When the amount of combustion in this apparatus is to be decreased, the air feeder 4 is raised from an initial position. The distance between the air feeder 4 and the liquid fuel level within the foam gathering cylinder 2 is shortened, i.e., the liquid depth z is reduced and the amount of bubbles to be generated is decreased. The amount of combustion is also decreased.
When the air feeder 4 is lowered, the liquid depth z is increased and the amount of foam to be generated is increased. The amount of combustion is also increased.

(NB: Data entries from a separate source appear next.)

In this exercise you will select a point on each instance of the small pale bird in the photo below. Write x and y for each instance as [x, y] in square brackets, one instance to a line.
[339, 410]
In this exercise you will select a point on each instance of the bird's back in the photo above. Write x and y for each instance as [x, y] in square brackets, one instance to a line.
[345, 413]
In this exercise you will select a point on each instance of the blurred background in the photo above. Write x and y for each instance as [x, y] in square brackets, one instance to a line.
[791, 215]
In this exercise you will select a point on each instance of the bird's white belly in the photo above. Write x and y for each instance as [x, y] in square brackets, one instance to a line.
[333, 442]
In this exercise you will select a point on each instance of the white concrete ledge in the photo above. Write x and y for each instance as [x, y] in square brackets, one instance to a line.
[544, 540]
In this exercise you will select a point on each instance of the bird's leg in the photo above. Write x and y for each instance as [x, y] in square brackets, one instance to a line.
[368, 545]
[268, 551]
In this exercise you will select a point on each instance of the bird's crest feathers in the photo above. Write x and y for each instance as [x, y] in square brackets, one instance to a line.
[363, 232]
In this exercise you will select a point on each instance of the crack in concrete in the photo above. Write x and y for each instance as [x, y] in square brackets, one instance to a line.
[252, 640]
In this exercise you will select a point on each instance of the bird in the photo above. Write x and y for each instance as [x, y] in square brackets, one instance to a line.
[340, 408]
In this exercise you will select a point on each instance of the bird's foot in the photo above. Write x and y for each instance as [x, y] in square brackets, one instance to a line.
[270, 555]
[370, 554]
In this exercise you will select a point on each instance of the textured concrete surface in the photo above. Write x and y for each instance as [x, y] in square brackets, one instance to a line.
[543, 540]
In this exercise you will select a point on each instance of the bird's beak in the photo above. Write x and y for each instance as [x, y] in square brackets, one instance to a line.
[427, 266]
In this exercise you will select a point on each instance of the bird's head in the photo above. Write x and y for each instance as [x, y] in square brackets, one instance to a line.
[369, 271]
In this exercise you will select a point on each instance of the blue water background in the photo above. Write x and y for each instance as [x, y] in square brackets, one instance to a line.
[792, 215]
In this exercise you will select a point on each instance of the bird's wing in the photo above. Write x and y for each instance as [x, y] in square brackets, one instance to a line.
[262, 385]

When the flame is to be extinguished, the air supply to the air feeder 4 is stopped and the generation of foam is thereby stopped. With the suspension of the foaming, in the absence of some preventive measure, the liquid fuel remaining in the lower portion of the foam gathering cylinder 2 is caused to flow via the holes in the air feeder into the air feeder 4 and further into the air supply pipe 7. An increased pressure drop is therefore caused at the time of the next turning on of the burner and gas may not be stably supplied.
Therefore, to prevent this, when the flame is to be extinguished the whole air feeder 4 is raised from the liquid fuel contained in the foam gathering cylinder so as to be exposed above the liquid fuel and stop the supply of gas into the fuel, while the supply of gas to the air feeder 4 is continued. As shown in FIG. 7, the air feeder 4 is raised until it contacts the orifice 3 at the entrance of the combustion chamber and the flame is quickly extinguished.
At the time of the next ignition, foaming gas is supplied to the porous air feeder 4 as it is lowered and immersed in the liquid fuel.
A description will be given of still another embodiment namely the present invention, of a method of controlling the amount of combustion by changing the flow rate of gas supplied to the air feeder while the liquid level in the air feeder is kept constant.
When the flow rate of foaming air 12 is increased while the liquid depth z of liquid fuel in the air feeder 4 installed within the foam collecting cylinder 2 of FIG. 4 is kept constant, the amount of foam 5 generated in the foam collecting cylinder 2, i.e., the amount of liquid fuel for use in forming bubbles to be supplied to the combustion chamber 1 is increased. The amount of combustion is thus increased. When the flow rate of foaming air 12 is decreased, the amount of foam 5 generated is decreased. The amount of combustion is therefore decreased.
A description will be given of still another embodiment of the present invention, a method of controlling combustion by a combination of controlling the liquid level of liquid fuel in the air feeder installed in the foam gathering cylinder and of controlling the flow rate of gas supplied to the air feeder.
When it is desired to enlarge the range over which the amount of combustion can be adjusted in a single combustion chamber, the characteristics of the amount of combustion shown in FIG. 8 are utilized to facilitate the control of two factors: the liquid level and the flow rate of gas.
A specific embodiment of this will be described with reference to FIGS. 5 and 8.
With the liquid depth z of liquid fuel in the air feeder being 60 mm and foaming air 12 being supplied at 3.0 l/min, the amount of combustion was 2.0 l/H in terms of the consumption of kerosine while stable combustion was continued.
When the liquid depth was changed to 20 mm under the same conditions, the consumption of kerosine decreased to 0.6 l/H. When foaming air 12 was decreased to 1.5 l/min under the same conditions, the consumption of kerosine decreased to 0.1 l/H.
By controlling the two factors in this way, the range of the amount of combustion can be widened. However, the present invention is not limited to the method of controlling these factors.